Larceny Barrel Proof C921 Wheated Bourbon Review
Well, @bourbon_paddy made me do it. We were chatting not too long ago and some of his most excitable whiskey descriptors were used to portray the quality of this Larceny batch, so I had to give it a go myself. I historically have not been crazy for these Larceny barrel proof releases, finding batch A120 to be quite lackluster. Check out his review here! I'll be going into this glass without having read into it too closely so I can form my own opinions here now, but definitely check out his thorough reviews for yourself. Here goes... This is Larceny's last chance to wow me before I might go all in on team Elijah Craig... Let's get to it!
Company on Label: Old Fitzgerald Distillery (Heaven Hill)
Whiskey Type: Bourbon
Mash Bill Percentages: 68% Corn, 20% Wheat, and 12% Malted Barley
Age: 6 years (a blend of 6 to 8 year barrels)

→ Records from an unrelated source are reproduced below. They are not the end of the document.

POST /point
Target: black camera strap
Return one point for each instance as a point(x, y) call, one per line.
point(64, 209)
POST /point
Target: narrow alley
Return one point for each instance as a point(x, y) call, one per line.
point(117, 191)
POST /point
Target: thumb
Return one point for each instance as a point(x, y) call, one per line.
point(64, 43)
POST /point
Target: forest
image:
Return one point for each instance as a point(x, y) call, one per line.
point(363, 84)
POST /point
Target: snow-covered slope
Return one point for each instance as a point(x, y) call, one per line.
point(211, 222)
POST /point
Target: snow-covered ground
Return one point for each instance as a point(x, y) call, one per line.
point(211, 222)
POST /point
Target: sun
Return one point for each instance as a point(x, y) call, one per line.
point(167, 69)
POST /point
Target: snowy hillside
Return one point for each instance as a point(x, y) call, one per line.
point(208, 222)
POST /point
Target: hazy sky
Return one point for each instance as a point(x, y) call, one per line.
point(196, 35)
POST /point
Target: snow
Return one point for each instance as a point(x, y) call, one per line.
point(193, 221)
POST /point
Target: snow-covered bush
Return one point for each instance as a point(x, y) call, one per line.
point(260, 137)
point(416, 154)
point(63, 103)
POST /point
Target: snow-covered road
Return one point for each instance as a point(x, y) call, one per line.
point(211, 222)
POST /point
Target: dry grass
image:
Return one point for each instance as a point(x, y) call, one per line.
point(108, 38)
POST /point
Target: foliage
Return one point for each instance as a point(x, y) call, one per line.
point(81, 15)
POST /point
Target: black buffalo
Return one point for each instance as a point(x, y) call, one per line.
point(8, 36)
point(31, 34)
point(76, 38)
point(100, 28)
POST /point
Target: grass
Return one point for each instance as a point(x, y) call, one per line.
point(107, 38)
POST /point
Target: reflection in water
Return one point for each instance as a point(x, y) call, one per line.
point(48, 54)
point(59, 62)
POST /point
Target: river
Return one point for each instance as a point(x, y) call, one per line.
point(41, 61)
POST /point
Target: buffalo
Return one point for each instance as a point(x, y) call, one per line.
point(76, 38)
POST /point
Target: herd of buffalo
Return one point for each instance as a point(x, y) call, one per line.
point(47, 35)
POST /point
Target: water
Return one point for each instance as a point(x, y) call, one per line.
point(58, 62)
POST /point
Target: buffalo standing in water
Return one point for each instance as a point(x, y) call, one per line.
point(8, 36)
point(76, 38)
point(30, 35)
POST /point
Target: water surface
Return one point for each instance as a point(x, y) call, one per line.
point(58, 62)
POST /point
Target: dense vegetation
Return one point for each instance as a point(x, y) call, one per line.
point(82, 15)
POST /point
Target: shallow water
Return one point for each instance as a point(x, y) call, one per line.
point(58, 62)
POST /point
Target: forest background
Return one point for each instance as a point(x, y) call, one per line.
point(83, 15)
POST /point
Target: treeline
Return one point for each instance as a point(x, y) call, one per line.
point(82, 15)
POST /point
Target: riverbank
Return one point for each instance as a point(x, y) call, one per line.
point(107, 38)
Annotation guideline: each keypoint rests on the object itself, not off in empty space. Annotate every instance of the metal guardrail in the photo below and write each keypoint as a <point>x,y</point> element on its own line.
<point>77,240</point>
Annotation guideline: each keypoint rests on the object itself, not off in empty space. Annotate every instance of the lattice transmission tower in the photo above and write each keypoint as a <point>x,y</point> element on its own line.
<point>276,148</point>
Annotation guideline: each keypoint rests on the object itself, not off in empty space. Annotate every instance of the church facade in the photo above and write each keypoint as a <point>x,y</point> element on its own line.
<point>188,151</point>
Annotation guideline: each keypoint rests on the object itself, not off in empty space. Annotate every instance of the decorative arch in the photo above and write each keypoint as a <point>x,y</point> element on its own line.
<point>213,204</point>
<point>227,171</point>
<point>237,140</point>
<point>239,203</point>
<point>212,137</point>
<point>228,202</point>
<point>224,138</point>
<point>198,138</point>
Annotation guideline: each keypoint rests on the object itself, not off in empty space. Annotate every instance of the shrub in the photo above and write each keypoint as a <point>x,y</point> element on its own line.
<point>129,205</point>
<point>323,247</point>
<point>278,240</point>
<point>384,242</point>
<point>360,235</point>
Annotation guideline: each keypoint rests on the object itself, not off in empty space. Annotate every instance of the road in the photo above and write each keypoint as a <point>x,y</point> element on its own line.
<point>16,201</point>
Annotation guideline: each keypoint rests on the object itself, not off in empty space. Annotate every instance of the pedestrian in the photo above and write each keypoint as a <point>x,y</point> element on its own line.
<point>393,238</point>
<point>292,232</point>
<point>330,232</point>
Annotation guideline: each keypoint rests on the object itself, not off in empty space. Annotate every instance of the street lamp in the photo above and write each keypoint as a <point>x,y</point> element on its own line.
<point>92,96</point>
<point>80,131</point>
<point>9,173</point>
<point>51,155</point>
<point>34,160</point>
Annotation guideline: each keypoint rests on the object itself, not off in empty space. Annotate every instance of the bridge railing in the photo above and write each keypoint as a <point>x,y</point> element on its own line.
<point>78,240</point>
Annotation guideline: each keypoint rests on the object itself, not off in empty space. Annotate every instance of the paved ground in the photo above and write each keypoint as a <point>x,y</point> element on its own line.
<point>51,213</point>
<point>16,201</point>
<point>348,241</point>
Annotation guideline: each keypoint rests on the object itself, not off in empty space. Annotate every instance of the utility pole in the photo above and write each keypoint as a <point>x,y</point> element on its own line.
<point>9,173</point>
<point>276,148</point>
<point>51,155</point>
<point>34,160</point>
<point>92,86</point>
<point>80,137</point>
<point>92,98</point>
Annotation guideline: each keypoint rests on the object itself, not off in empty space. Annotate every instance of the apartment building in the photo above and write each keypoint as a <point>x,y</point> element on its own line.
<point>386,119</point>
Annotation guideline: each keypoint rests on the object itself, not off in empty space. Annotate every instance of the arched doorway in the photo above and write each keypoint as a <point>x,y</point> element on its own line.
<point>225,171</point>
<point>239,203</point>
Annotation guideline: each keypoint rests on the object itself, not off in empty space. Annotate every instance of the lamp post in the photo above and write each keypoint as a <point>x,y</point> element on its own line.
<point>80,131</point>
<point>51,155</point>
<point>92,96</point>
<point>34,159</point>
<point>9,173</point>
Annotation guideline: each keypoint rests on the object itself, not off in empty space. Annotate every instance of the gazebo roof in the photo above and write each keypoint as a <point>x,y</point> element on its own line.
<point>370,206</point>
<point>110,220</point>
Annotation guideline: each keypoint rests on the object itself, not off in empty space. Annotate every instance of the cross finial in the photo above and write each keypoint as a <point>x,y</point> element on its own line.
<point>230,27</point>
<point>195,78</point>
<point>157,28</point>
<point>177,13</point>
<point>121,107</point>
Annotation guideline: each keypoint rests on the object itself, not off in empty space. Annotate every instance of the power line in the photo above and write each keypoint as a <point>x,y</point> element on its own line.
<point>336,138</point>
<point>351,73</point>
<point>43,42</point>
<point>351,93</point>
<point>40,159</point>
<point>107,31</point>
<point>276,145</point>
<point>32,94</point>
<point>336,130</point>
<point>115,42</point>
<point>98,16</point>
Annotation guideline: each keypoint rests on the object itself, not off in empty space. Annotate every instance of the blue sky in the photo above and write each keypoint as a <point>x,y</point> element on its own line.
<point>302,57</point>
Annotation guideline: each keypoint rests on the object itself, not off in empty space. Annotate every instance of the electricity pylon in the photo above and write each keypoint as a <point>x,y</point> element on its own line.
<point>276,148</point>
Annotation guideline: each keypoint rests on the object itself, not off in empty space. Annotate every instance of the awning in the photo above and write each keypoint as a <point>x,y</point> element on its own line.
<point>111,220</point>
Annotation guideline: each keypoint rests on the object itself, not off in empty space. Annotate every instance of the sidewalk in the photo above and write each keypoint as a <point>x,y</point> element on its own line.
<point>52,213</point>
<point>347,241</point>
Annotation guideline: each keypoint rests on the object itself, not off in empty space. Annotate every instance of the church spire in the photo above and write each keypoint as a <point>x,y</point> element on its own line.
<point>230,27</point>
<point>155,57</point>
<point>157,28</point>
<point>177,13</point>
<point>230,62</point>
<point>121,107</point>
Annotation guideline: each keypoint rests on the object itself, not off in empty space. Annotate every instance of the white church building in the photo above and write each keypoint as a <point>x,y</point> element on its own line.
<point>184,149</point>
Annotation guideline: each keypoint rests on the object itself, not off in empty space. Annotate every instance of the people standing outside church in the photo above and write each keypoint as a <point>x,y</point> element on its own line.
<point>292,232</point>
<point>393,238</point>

Further identification: Batch C921 is the 3rd and final release from 2021
Nose: A very traditional bourbon caramel immediately rises off the surface of the glass. Pepper dances around the edges of the glass as an incredibly soft leather greets me as well. There's a hint of a bright copper metallic note early on in the glass that fades into a nice base of cashew and peanut brittle as time goes on. The nose is quite light in intensity with no big evidence of any proof to be found. Molasses, dark earth, and hints of dark chocolate are really great layers to find now as this opens up. I find this nose to be quite moody and brooding with the dark earth tones really presenting the most intently. Time for a sip to see if things open up differently on the palate.

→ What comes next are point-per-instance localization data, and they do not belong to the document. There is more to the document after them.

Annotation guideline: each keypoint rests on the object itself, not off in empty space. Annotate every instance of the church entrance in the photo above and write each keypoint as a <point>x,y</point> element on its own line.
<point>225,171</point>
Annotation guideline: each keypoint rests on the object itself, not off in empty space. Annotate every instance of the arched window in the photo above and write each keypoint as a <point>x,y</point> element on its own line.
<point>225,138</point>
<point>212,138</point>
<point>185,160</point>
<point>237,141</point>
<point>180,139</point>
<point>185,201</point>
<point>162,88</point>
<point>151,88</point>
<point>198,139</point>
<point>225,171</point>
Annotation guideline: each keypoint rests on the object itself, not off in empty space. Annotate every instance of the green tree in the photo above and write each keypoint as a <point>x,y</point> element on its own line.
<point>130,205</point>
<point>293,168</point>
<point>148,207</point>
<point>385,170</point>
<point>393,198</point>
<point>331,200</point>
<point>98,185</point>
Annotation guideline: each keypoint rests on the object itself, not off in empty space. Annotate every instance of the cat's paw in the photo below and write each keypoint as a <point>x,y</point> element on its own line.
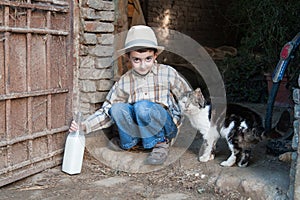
<point>229,162</point>
<point>206,158</point>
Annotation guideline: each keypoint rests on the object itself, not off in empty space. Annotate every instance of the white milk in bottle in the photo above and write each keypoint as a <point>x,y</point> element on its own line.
<point>74,151</point>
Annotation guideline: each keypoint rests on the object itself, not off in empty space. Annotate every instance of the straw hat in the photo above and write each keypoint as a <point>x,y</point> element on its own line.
<point>140,36</point>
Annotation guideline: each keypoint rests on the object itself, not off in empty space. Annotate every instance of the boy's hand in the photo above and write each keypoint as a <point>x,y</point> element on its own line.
<point>74,127</point>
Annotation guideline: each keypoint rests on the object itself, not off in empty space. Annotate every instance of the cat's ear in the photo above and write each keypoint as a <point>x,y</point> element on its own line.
<point>200,97</point>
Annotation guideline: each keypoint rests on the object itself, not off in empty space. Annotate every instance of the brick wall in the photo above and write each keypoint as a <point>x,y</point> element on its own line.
<point>200,19</point>
<point>95,75</point>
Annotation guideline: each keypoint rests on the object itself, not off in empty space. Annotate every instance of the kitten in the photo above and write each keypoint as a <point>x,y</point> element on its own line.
<point>242,128</point>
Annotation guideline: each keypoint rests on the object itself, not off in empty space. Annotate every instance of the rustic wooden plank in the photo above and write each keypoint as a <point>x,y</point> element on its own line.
<point>33,30</point>
<point>39,6</point>
<point>33,136</point>
<point>28,162</point>
<point>32,94</point>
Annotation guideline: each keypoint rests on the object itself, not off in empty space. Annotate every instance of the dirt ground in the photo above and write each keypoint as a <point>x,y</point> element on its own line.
<point>183,178</point>
<point>97,181</point>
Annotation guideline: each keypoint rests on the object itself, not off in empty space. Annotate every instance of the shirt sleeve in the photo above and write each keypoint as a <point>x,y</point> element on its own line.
<point>101,118</point>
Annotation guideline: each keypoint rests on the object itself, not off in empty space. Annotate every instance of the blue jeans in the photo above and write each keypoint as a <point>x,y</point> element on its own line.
<point>142,121</point>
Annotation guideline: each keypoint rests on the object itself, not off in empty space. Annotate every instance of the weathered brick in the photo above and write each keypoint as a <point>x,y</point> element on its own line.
<point>100,50</point>
<point>98,27</point>
<point>87,86</point>
<point>95,74</point>
<point>104,85</point>
<point>89,13</point>
<point>95,97</point>
<point>101,63</point>
<point>106,15</point>
<point>87,62</point>
<point>89,38</point>
<point>101,5</point>
<point>83,51</point>
<point>106,39</point>
<point>84,109</point>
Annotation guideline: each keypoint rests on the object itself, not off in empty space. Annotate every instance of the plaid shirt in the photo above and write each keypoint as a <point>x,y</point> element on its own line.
<point>162,85</point>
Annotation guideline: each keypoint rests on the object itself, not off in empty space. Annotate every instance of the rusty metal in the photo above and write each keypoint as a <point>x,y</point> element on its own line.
<point>37,73</point>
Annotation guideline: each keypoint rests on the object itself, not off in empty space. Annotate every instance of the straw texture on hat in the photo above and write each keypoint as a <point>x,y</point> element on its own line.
<point>138,37</point>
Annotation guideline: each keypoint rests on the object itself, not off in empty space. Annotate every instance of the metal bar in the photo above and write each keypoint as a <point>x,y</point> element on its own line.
<point>48,81</point>
<point>28,82</point>
<point>39,6</point>
<point>33,136</point>
<point>32,94</point>
<point>33,30</point>
<point>28,162</point>
<point>7,103</point>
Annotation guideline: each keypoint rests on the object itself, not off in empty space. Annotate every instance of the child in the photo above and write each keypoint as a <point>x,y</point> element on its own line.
<point>142,103</point>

Coming back after a few sips to explore the nose further I find that the nutty aromas of cashew and peanut have jumped back into the foreground and combined with the sugary sweet pecan note I was getting on the palate. Digging deeper I'm able to find a nice baking-sweet vanilla. The darkness of the early glass seems far away as funky malt, level oak, and a touch of barbecue smoke have transitioned this glass into something quite enjoyable. There's definitely some savory notes coming off the glass that made me think of barbecue smoke in particular. As the glass weathers on the sweetness from the palate starts to drift in. For the most part I actually enjoyed the contrast between nose and palate here where the overall complexity of the pour benefited from that crossover. The empty glass smells of confectioners sugar, vanilla, and maple syrup soaked oak.

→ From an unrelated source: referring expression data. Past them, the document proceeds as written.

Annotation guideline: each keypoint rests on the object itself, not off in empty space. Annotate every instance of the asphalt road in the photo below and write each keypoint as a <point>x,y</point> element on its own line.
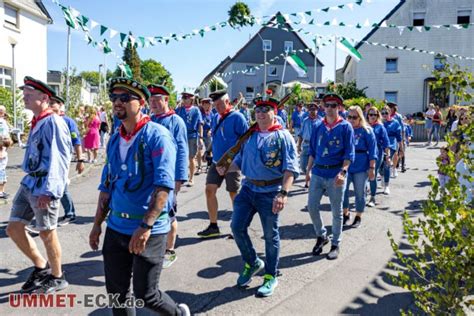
<point>206,271</point>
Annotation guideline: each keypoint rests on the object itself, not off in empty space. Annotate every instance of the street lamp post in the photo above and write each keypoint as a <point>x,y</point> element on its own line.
<point>13,43</point>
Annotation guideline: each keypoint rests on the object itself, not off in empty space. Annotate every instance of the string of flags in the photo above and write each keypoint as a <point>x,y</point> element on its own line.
<point>76,20</point>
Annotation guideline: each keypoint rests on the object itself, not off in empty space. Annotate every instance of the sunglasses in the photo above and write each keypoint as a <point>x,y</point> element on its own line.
<point>124,97</point>
<point>263,109</point>
<point>331,105</point>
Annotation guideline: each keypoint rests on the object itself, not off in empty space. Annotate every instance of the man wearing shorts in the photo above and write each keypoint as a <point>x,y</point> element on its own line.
<point>192,117</point>
<point>227,126</point>
<point>46,163</point>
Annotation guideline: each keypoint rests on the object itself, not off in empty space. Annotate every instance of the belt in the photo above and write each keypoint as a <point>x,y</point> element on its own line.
<point>134,216</point>
<point>328,166</point>
<point>264,183</point>
<point>38,174</point>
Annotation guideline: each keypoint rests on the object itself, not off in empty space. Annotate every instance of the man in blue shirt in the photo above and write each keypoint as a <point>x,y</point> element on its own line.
<point>227,127</point>
<point>163,115</point>
<point>304,136</point>
<point>331,152</point>
<point>297,119</point>
<point>46,163</point>
<point>191,116</point>
<point>136,192</point>
<point>269,162</point>
<point>56,104</point>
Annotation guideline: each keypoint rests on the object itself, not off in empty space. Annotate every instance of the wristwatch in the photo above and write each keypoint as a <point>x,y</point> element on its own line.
<point>145,225</point>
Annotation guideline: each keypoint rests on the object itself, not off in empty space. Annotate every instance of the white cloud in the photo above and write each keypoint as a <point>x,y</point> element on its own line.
<point>263,7</point>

Palate: My first sip is really a complete surprise as delicious cherry hots flash up, sizzle on the tip of my tongue and then settles into a nutty cherry pie linger. I also taste a lovely maple-roasted candied pecan dessert as my first sip trails off slowly. Another sip is much more manageable from a flashy proof perspective, but the same lovely cherry persists. There's orange peel, grape jelly and a soft tingle of herbal tea sticking in my gums. I had no idea I was going to enjoy this pour this much on the palate based on the aromas I was finding on the nose. The mouth coating is just the right weight for any occasion; it's not so heavy you find yourself reaching for a glass of water after every sip, nor is it fleeting in any sense of that word. The entirety of my mouth is coated with a caramel nut tart and I'm here for it as the flavors hangs on clearly for the better part of a full minute. Yum; another sip builds in more fruit sweetness with plum, blackberry and flashes of pomegranate. A custard sweetness sits atop fig tart. This batch of Larceny actually really reminds me of a good Booker's batch - something that I haven't revisited in a long while. A bigger sip and swish reminds you of the proof point you are working with as black pepper, cinnamon and a flashy brandy sweetness sting the tongue. Nearing the end of the glass a faint bit of salted molasses struck through in a surprising departure from the rest of the experience. There's a fair bit of buttery toffee in the linger. My last sip has built up an array of baking spices that excite the palate with ginger, brown sugar, cookie dough, and nutmeg coming through strongly.
Bonus head to head review! Immediately after finishing the C921 review I decided to briefly revisit my A120 batch as I never actually formally reviewed that pour. It's been fairly low and should have experienced some changes due to oxidation by this point in the bottle, but I wanted to explore if this batch is truly a cut above the rest. The A120 presents distinctly hotter without the vibrant sweet fruit that the C921 delivered. The A120 nose presents with much more of that white-washed, bright paper quality that some Heaven Hill oak tends to do. The A120 is distinctly more tannic and bitter, but I find still find myself liking it more than I recall. There's a funny captain crunch cereal note I hadn't experienced before, but the proof imbalance continues to make me feel as though this A120 batch isn't as refined as it could be (like C921 delivered above). So I'll definitely be giving C921 the nod here in this brief head to head. Let me know if you have had either batch and what you thought of them!
Larceny, you can definitely stay Amongst the Whiskey still. Trying this batch was certainly eye opening.
Cheers to another great week up ahead of us here!